150 Necrólise Epidérmica Tóxica: Sinônimo de Síndrome de Lyell. Caracterizada por necrólise da epiderme. Tem como características iniciais sintomas inespecíficos, influenza-símile, tais como febre, dor de garganta, tosse e queimação ocular, considerados manifestações prodrômicas que precedem o acometimento cutâneo-mucoso. Erupção eritematosa surge simetricamente na face e na parte superior do tronco, provocando sintomas de queimação ou dolorimento da pele. Progressivamente envolvem o tórax anterior e o dorso. O ápice do processo é constituído pela característica denudação da epiderme necrótica, a qual é destacada em verdadeiras lamelas ou retalhos, dentro das áreas acometidas pelo eritema de base. O paciente tem o aspecto de grande queimado, com a derme desnuda, sangrante, eritêmato-purpúrica e com contínua eliminação de serosidade, contribuindo para o desequilíbrio hidroeletrolítico e acentuada perda protéica. Graves seqüelas oculares e esofágicas têm sido relatadas.Constitui uma reação adversa a medicamentos rara. As drogas que mais comumente a causam são as sulfas, o fenobarbital, a carbamazepina, a dipirona, piroxicam, fenilbutazona, aminopenicilinas e o alopurinol.
151 Vasculares: Relativo aos vasos sanguíneos do organismo.
152 Cistite: Inflamação ou infecção da bexiga. É uma das infecções mais freqüentes em mulheres, e manifesta-se por ardor ao urinar, urina escura ou com traços de sangue, aumento na freqüência miccional, etc.
153 Hemorrágica: Relativo à hemorragia, ou seja, ao escoamento de sangue para fora dos vasos sanguíneos.

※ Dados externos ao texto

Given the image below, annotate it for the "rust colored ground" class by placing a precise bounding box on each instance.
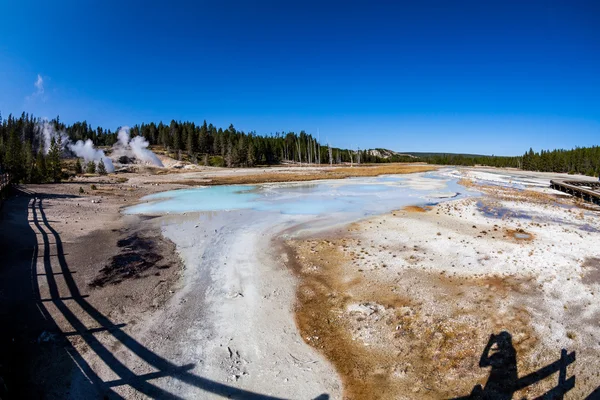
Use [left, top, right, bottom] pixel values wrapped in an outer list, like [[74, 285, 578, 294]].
[[172, 164, 438, 186], [284, 239, 543, 399]]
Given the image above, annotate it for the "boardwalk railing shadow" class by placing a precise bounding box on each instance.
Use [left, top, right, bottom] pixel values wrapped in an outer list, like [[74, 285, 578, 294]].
[[454, 331, 575, 400], [9, 188, 329, 400]]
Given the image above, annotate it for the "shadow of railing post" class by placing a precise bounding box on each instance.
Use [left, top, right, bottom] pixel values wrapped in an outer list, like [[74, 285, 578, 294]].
[[30, 193, 329, 400]]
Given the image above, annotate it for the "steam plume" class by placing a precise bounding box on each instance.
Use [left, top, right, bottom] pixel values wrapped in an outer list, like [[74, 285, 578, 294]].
[[69, 139, 115, 172], [37, 121, 69, 154], [114, 126, 163, 167]]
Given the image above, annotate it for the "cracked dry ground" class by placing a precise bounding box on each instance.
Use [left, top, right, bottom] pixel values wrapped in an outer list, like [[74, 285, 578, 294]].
[[284, 195, 599, 399]]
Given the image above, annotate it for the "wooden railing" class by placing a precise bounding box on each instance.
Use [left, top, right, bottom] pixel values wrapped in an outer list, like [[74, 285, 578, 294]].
[[0, 174, 10, 192]]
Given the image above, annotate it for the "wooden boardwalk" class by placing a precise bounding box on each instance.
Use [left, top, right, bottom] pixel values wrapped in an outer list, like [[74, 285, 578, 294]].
[[0, 174, 10, 192], [550, 179, 600, 205]]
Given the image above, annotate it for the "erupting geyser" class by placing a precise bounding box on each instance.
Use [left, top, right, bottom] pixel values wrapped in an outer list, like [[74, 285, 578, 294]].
[[69, 139, 115, 172], [113, 126, 163, 167]]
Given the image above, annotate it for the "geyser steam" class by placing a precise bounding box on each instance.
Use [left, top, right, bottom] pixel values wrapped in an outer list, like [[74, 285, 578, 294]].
[[114, 126, 163, 167], [37, 121, 69, 154], [69, 139, 115, 172]]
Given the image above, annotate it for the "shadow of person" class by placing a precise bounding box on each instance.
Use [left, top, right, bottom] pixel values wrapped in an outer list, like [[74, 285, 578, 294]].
[[470, 331, 519, 400]]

154 Bexiga: Órgão cavitário, situado na cavidade pélvica, no qual é armazenada a urina, que é produzida pelos rins. É uma víscera oca caracterizada por sua distensibilidade. Tem a forma de pêra quando está vazia e a forma de bola quando está cheia.

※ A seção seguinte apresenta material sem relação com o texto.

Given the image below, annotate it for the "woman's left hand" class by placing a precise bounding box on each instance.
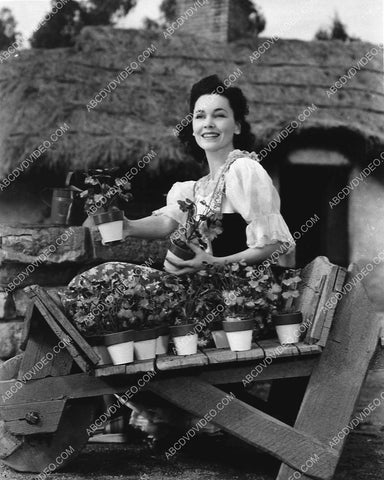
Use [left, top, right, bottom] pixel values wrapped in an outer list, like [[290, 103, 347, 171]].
[[165, 243, 218, 275]]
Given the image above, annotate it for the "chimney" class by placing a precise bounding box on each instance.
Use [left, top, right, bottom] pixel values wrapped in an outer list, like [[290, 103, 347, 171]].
[[176, 0, 249, 43]]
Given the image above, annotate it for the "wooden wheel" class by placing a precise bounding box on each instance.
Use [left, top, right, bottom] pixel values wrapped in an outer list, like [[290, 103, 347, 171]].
[[0, 355, 99, 473]]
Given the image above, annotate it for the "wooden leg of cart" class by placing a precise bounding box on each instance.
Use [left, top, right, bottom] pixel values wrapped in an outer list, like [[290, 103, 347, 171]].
[[277, 269, 378, 480], [0, 288, 97, 472]]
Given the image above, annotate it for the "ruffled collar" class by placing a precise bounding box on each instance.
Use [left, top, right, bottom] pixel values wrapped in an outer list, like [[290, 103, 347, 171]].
[[225, 149, 260, 163], [195, 149, 260, 197]]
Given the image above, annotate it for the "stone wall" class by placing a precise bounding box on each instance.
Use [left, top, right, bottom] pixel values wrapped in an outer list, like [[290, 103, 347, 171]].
[[0, 224, 167, 360]]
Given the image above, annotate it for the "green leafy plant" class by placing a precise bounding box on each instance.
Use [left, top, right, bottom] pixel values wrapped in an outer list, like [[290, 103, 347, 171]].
[[60, 269, 183, 336], [268, 268, 302, 313], [79, 167, 132, 215], [171, 198, 223, 248]]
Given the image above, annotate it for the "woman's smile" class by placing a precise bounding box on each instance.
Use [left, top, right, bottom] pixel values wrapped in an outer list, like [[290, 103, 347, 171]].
[[192, 94, 240, 152]]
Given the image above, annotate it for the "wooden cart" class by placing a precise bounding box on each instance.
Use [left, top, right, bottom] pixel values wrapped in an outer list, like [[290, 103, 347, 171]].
[[0, 257, 384, 480]]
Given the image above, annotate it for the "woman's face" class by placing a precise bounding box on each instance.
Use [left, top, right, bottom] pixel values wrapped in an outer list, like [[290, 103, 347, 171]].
[[192, 94, 240, 152]]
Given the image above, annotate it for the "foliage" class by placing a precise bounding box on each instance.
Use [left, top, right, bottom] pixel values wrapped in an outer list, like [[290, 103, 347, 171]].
[[144, 0, 266, 40], [200, 261, 273, 318], [31, 0, 136, 48], [171, 198, 223, 248], [80, 167, 132, 213], [270, 268, 301, 313], [0, 8, 19, 50], [170, 272, 214, 325], [315, 13, 359, 42]]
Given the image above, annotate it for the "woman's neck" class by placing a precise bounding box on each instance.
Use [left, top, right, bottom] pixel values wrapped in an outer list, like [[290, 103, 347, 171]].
[[205, 145, 233, 178]]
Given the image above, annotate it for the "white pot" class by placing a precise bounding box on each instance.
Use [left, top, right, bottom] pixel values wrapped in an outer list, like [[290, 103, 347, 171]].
[[134, 338, 157, 360], [212, 330, 229, 348], [104, 330, 134, 365], [173, 333, 197, 355], [225, 330, 252, 352], [107, 341, 133, 365], [275, 323, 300, 345], [92, 345, 112, 365], [97, 220, 123, 243], [156, 335, 169, 355]]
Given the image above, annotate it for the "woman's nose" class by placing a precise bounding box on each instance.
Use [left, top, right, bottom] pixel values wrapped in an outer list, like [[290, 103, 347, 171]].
[[204, 116, 214, 128]]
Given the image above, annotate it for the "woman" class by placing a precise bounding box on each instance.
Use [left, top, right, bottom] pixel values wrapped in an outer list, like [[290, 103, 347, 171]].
[[91, 75, 294, 437], [125, 75, 294, 275]]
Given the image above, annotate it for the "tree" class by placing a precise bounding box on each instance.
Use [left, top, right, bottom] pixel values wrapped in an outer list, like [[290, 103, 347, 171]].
[[0, 8, 19, 50], [144, 0, 266, 40], [31, 0, 136, 48], [315, 13, 359, 42]]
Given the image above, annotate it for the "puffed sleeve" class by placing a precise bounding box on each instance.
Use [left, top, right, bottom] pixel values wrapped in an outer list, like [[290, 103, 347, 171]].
[[226, 157, 295, 250], [152, 180, 195, 224]]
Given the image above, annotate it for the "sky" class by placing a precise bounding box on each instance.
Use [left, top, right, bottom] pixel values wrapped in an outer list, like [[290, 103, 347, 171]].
[[0, 0, 384, 46]]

155 Antídoto: Substância ou mistura que neutraliza os efeitos de um veneno. Esta ação pode reagir diretamente com o veneno ou amenizar/reverter a ação biológica causada por ele.
156 Preconizada: Recomendada, aconselhada, pregada.
157 Fármaco: Qualquer produto ou preparado farmacêutico; medicamento.